Reading Registry Errors

  • Thread starter Thread starter Mike Malter
  • Start date Start date
M

Mike Malter

On my XP Professional dev machine, I am able to read the registry by giving
permissions to the ASP.NET account on the local machine.

When I transfer the code to my staging server (Windows 2003), I am getting a
System.Security.SecurityException: Requested registry access is not allowed.

The key is there, I exported it from my XP machine. The permissions are there, and I
can see in the error message the code breaks where I try to read the key.

I am new to using the registry in web apps, and am wondering if there are additional
settings required on a Windows 2003 server to allow my web app to read the registry.

Thank you.
 
I believe regedt32 lets you change security settings but regedit does not.
I may be misremembering.

In newer versions, sections of the registry have their own permissions (just
like files) and servers are generally locked down rather tightly.
 
Hi Mike,

First of all, I would like to confirm my understanding of your issue. From
your description, I understand that when you're trying to read the registry
on an Windows 2003 machine, a SecurityException is thrown. If there is any
misunderstanding, please feel free to let me know.

As far as I know, in IIS6, the ASP.NET apps are running under a working
process named w3wp.exe.
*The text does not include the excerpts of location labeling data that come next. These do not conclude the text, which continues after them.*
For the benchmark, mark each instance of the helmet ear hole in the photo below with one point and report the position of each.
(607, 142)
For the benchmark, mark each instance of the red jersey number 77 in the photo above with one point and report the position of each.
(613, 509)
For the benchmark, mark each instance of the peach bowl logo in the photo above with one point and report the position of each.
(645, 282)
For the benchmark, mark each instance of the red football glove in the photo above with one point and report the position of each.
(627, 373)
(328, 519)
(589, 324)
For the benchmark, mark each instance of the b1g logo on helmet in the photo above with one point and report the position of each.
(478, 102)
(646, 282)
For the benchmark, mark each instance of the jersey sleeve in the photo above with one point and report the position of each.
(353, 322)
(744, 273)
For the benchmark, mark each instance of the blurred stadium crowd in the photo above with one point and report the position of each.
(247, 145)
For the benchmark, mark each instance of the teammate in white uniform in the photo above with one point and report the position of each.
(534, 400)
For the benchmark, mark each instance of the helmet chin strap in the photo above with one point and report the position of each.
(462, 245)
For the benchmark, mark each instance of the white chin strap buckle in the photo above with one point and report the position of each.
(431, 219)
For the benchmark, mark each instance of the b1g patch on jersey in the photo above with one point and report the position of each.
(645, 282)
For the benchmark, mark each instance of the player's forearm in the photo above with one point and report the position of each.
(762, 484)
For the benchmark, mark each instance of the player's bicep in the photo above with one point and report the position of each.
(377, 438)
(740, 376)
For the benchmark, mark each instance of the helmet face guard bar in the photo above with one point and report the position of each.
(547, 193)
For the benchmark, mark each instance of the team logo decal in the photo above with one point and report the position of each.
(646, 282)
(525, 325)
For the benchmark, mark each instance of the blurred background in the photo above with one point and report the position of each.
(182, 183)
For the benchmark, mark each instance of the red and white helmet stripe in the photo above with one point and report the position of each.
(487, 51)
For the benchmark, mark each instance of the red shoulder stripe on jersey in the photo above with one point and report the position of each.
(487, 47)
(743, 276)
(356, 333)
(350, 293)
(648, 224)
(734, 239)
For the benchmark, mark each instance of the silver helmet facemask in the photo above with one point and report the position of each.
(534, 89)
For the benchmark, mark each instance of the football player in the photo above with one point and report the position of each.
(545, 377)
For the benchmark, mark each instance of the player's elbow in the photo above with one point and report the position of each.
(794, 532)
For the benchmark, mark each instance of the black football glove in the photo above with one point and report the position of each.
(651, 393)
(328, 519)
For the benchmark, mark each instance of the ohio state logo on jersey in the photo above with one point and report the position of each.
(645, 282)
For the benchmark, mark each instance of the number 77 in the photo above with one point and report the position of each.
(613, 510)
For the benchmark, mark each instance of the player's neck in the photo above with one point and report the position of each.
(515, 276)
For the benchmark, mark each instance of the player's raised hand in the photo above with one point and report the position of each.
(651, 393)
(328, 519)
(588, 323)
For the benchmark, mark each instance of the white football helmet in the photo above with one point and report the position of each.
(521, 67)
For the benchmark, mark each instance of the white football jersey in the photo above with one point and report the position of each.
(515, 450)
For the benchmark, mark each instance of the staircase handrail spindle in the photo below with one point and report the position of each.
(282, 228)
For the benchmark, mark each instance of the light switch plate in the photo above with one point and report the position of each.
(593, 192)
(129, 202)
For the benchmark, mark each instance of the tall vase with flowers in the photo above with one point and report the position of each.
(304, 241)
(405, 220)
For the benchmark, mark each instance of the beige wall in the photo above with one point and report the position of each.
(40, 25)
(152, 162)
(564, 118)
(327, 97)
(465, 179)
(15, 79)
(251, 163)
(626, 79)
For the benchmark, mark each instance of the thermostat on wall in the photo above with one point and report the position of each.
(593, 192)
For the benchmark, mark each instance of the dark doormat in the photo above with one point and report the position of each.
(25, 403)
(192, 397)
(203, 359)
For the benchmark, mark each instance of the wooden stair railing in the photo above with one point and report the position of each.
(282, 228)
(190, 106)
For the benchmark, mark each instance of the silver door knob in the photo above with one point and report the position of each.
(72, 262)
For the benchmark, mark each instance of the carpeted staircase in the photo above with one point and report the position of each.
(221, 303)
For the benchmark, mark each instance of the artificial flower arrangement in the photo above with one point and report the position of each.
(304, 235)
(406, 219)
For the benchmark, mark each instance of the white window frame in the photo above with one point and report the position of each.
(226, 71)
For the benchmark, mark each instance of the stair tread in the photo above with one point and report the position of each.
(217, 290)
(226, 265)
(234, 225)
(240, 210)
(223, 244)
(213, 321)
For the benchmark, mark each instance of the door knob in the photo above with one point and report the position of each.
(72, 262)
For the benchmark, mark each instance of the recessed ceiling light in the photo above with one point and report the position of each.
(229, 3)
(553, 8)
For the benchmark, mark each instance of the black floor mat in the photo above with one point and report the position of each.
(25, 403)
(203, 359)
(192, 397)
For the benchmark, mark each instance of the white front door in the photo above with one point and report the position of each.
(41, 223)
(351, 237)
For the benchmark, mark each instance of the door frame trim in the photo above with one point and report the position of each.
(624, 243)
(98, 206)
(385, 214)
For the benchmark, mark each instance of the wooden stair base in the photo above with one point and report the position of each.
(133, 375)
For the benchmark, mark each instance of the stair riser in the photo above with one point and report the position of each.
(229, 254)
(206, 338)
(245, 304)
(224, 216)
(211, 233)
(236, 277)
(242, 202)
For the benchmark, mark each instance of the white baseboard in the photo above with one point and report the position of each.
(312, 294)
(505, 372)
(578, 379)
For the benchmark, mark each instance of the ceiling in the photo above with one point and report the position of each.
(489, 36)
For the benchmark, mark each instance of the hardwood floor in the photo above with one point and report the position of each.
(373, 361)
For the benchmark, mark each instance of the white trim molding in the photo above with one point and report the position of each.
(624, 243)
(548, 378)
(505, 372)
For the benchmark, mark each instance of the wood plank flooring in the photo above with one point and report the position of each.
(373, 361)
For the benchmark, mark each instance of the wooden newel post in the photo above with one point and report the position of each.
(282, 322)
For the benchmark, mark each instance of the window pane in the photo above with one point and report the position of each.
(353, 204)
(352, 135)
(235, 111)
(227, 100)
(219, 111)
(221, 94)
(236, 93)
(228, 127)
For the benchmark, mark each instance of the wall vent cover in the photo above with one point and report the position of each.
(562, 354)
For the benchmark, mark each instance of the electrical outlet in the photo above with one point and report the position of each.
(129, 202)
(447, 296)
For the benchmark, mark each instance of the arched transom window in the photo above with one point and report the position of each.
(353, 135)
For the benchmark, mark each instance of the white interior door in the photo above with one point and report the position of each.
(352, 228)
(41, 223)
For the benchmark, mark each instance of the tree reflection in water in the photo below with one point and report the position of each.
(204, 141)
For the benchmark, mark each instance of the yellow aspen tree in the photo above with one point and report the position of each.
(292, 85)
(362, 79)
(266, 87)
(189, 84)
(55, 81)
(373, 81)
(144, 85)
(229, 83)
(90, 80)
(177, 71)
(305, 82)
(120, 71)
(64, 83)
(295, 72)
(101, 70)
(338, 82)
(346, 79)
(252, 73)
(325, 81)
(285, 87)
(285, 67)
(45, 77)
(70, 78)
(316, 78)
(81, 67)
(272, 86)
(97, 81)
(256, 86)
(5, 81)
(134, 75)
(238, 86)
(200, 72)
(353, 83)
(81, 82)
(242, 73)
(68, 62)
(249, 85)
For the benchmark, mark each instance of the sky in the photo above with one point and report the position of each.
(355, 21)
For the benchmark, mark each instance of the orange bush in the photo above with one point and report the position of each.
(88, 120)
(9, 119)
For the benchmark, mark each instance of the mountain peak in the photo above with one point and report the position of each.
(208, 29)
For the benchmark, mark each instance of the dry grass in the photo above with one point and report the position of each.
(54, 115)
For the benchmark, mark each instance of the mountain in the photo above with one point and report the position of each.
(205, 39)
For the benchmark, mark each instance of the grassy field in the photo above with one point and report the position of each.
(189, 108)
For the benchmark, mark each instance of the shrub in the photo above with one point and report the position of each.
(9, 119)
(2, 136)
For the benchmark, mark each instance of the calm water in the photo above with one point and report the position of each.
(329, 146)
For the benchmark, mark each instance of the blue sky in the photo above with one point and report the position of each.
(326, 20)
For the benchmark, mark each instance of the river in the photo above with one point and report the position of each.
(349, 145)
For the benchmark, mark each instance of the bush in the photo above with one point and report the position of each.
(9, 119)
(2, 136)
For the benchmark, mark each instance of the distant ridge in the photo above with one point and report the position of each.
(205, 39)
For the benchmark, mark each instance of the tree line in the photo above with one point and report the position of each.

This process is under the account of Network
Service. You can open the Task manager and check in the process tab.

To make your app access registry successfully, you can change the account
that your app is running. Here are the step:

1. Open IIS manager in Administrative Tools.
2. Under the website, find your ASP.NET application. Right click on it and
select properties.
3. In the Directory tab you'll see the application pool your app is
running. On my machine, it's the DefaultAppPool.
4. On the left pane, find DefaultAppPool under Application Pool folder.
5. Right click on DefaultAppPool and select properties.
6. Under Identity tab, you can change the identity to local system.
7. Start -> Run. Type iisreset and press enter to restart IIS.

HTH.

Kevin Yu
=======
"This posting is provided "AS IS" with no warranties, and confers no
rights."
 
I would worry less about getting access to the registry from a web app and more about that design. A live server should be
configured properly for your application to run, so you shouldn't have to check anything in the registry. The application should
assume that the envirnoment is set up properly. Giving the ASPNET user account registry access is a potential security risk.